A esto le agregamos el poder
asociativo del individuo observador y tenemos como resultado una red de cuarenta
mil kilómetros cuadrados con la que podemos viajar a cualquier parte del
planeta. Un barco puede llevarnos, sin subirnos en él, a un puerto europeo, el
de Hamburgo por ejemplo, y al escuchar ese barco, su bocina sonando, junto con
otros, podría suceder que nuestra cabeza nos juegue una feliz pasada y nos
permitamos imaginar una música, algo que podría funcionar como obra musical.

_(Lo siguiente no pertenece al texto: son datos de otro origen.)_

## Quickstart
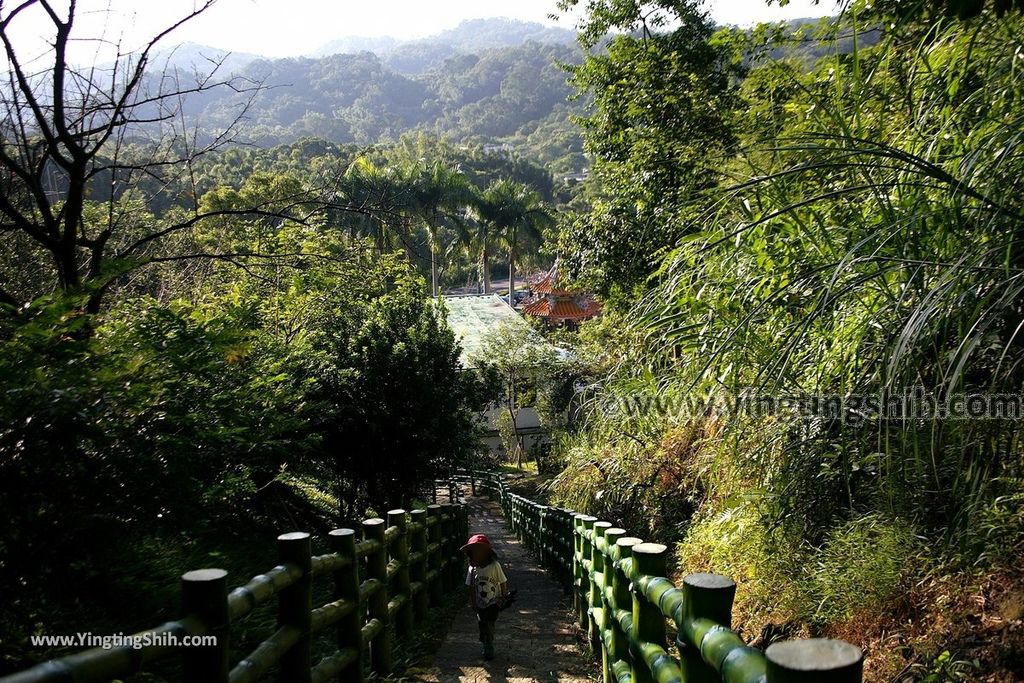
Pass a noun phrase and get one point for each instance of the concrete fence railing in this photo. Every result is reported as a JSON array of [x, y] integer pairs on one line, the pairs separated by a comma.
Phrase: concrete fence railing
[[626, 604]]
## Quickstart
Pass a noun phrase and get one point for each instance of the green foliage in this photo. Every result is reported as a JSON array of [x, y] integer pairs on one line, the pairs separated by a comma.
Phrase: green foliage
[[659, 129], [866, 248]]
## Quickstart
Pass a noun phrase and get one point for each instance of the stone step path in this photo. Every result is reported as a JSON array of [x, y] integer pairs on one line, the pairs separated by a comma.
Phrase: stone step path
[[536, 638]]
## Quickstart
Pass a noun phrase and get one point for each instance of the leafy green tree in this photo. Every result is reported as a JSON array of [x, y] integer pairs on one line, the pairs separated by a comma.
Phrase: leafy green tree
[[518, 214], [659, 131]]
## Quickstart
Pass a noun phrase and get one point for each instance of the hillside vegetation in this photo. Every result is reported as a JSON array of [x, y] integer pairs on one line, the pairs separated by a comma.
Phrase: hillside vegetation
[[806, 262]]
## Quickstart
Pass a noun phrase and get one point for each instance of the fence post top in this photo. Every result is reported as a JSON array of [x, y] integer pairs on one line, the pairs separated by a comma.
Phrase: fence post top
[[649, 549], [204, 575], [709, 581], [816, 654], [341, 531]]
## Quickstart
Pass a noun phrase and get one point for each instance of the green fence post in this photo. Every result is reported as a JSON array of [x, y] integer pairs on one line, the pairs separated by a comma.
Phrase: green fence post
[[418, 570], [588, 566], [597, 599], [399, 553], [434, 541], [544, 553], [705, 596], [648, 624], [295, 607], [380, 646], [448, 539], [204, 594], [814, 660], [610, 538], [623, 599], [346, 587]]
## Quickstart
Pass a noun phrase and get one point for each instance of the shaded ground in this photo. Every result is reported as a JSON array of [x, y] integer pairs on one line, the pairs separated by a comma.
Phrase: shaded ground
[[536, 638]]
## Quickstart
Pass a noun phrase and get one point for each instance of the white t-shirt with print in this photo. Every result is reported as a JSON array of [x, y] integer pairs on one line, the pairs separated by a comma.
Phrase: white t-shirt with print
[[486, 583]]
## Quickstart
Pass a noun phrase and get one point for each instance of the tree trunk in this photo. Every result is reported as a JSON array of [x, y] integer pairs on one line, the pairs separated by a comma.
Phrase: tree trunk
[[433, 268], [512, 276], [485, 269]]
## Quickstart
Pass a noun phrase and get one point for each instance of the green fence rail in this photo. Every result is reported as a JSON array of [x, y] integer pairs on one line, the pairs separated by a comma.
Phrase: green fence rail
[[626, 604], [383, 583]]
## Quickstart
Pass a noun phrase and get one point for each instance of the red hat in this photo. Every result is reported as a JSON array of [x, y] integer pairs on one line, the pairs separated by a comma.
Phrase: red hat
[[476, 540]]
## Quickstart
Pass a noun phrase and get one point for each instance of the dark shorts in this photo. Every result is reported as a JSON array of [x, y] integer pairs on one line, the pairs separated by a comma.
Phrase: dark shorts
[[485, 620]]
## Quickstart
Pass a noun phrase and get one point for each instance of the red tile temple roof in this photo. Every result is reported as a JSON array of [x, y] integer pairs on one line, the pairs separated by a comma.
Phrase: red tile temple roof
[[561, 309]]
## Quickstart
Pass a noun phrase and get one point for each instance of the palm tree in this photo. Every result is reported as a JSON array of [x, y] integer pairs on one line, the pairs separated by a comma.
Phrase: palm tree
[[440, 193], [478, 237], [380, 195], [518, 214]]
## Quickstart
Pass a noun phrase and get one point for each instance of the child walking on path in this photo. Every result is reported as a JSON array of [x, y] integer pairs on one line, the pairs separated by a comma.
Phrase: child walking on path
[[487, 588]]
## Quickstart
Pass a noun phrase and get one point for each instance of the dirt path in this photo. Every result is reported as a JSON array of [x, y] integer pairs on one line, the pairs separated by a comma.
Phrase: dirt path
[[535, 640]]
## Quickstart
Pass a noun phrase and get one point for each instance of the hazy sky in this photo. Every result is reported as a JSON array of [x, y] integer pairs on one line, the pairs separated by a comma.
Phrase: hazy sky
[[280, 28]]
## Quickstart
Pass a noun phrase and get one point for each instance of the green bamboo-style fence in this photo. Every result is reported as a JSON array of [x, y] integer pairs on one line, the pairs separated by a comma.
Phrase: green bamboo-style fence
[[626, 605], [383, 583]]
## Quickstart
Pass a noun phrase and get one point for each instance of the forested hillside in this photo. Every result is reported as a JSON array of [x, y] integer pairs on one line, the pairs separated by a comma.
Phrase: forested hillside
[[808, 376], [485, 81]]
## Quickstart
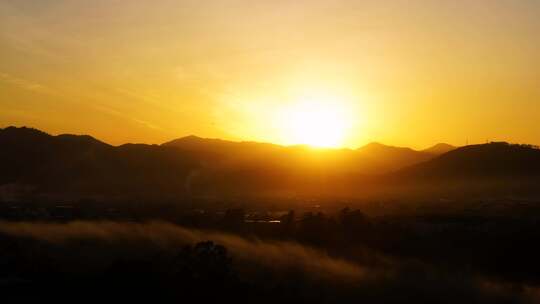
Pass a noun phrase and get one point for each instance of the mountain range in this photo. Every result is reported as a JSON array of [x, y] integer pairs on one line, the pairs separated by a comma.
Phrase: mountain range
[[81, 165]]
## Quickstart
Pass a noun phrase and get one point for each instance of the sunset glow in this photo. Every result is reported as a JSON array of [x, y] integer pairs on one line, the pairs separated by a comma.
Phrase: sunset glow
[[318, 123]]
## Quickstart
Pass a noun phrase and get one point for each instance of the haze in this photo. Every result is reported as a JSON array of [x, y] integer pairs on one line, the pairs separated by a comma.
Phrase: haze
[[409, 73]]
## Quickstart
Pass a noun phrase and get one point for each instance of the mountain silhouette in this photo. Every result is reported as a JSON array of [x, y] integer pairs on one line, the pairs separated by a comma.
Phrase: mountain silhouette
[[439, 149], [496, 159], [84, 166]]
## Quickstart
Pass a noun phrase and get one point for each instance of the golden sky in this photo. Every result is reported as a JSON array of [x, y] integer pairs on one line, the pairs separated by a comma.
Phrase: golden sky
[[409, 73]]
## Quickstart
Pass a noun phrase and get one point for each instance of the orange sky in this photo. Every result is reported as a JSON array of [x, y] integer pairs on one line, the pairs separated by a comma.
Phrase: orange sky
[[409, 73]]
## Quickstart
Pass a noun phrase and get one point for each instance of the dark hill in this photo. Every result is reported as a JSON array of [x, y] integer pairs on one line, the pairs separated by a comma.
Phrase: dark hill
[[439, 149], [492, 160]]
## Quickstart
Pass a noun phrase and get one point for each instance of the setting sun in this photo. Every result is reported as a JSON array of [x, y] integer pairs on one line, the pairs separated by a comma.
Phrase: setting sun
[[318, 123]]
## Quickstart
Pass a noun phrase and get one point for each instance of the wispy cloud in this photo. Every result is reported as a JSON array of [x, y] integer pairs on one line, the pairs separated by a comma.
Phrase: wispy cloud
[[114, 112], [25, 84]]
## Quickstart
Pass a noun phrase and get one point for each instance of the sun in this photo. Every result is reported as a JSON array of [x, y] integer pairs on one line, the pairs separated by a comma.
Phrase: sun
[[317, 123]]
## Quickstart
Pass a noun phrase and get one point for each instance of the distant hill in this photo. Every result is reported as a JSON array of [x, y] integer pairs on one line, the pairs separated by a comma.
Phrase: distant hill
[[389, 158], [84, 166], [439, 149], [498, 159]]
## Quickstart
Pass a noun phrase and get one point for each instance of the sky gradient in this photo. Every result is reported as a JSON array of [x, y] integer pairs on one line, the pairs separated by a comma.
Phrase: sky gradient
[[408, 73]]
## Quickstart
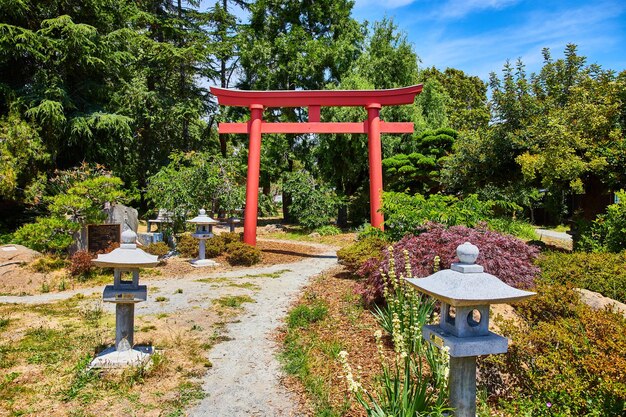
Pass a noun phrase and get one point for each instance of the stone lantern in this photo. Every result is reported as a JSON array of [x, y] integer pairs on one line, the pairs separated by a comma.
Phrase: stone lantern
[[466, 292], [126, 259], [204, 230]]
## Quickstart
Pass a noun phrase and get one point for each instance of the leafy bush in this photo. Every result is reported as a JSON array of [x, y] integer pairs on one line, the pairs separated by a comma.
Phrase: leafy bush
[[187, 246], [48, 263], [243, 254], [159, 249], [354, 256], [565, 360], [80, 264], [405, 214], [514, 227], [599, 272], [506, 257], [230, 237], [607, 233], [214, 246], [328, 230], [303, 315], [312, 204], [47, 234]]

Pasado el tiempo, un año por ejemplo, tomando mate con bizcochos en un puerto
totalmente diferente al anteriormente nombrado, y en otra parte del mundo
alejada de la primera, un barco pasa junto a nosotros y oímos como acciona su
tuba ultramarina, y eso nos hace recordar a aquella vez en Hamburgo, cuando en
año nuevo, rodeado de personas a la orilla del río Elba, en medio del ruido
descomunal de los fuegos artificiales arrojados cual broma a nuestros pies, un
coro de vientos sonó ad libitum, y
uno, encantado con la maraña de melodías afinadas con salitre, tuvo la
sensación de poder escribir algo similar o algo para estas tubas de ultramar
acompañadas por una orquesta.
No solo un barco nos traslada con su
relatividad espacial. Los pensamientos también, dónde fueron concebidos, dónde
se llevaron al papel, dónde se ejecutaron y dónde se ejecutarán.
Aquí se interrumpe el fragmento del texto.